How many times have you read through an e-mail or sat through a presentation where the request was at the very end?  You had to sit or read through a problem statement, a history of the issue, a discussion on the pros and cons, before you got to the bottom line of the request?

When was the last time you crafted an e-mail or presentation and waited until the end to make your request?

  • Are we afraid of losing our audience’s attention if we make the request up front before we give them all the details?
  • Are we afraid that our proposal won’t be considered if we tell our management that it’ll cost $1 million before we give them all the analysis first?
  • Are we afraid to tell our management that the project is over-budget and behind schedule before providing them with all the reasons first?

Next time that you author an e-mail or a presentation ask yourself “What is the bottom line of the document, and have I BLUF’d my audience?”

———–

Jim

Jim McMahan

Jim entered the U.S. Army directly out of high school in 1978 and specialized in satellite and microwave telecommunications.  He retired from the Army in 1997 with an Honorable Discharge.

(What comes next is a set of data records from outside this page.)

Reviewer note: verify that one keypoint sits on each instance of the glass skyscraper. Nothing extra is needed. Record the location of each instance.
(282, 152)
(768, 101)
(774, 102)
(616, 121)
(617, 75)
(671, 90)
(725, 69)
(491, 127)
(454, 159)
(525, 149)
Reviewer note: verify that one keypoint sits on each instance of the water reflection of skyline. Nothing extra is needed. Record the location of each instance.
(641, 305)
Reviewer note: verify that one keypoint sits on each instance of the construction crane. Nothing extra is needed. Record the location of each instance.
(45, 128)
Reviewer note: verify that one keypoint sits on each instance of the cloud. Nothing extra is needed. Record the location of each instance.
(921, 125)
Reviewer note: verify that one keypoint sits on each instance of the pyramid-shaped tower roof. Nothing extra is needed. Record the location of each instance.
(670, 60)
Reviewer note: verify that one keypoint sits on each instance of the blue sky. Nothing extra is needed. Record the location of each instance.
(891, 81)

Immediately after retiring from the Army, Jim joined NET (Network Equipment Technologies)  and stayed with them for 7 years in several different positions: Field Trials Project Manager, Service Readiness Manager, and Critical Accounts Manager.

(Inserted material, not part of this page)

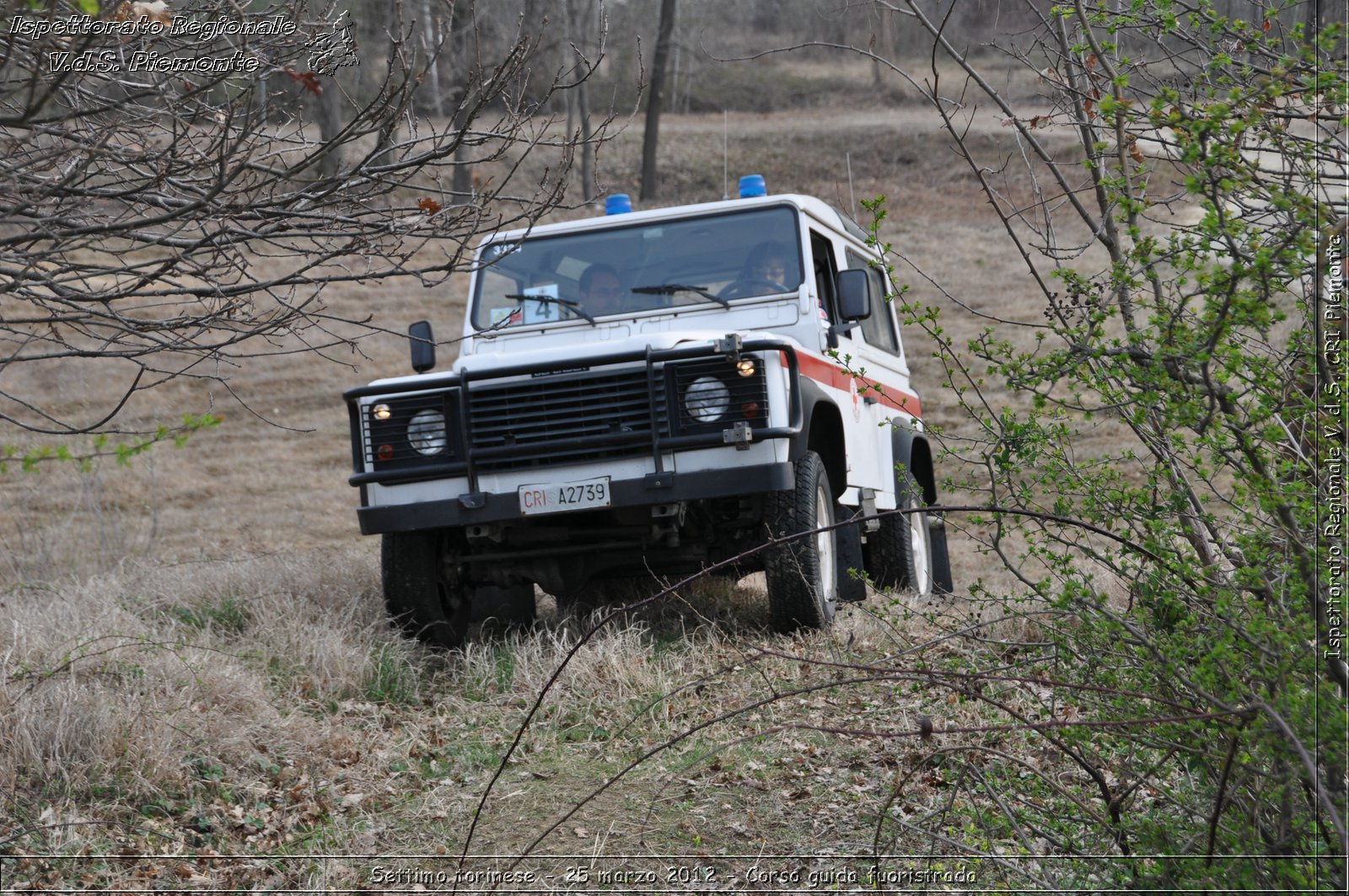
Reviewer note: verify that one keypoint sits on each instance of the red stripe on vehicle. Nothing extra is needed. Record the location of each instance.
(830, 374)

Jim started at Aspect Communications in 2004 as a Service Readiness Manager before moving on to NetApp in 2006 as a Project Manager and has worked on a number of different projects since joining them. The largest and most intensive project was a transition and integration from our old CRM system to a new SAP CRM system.

Jim holds an MBA from the University of Phoenix, and a Bachelors Degree in Business Management from the University of Phoenix.  He’s currently enrolled in the UCSC Extension Project and Program Management program and intends to complete his PMP certification this year.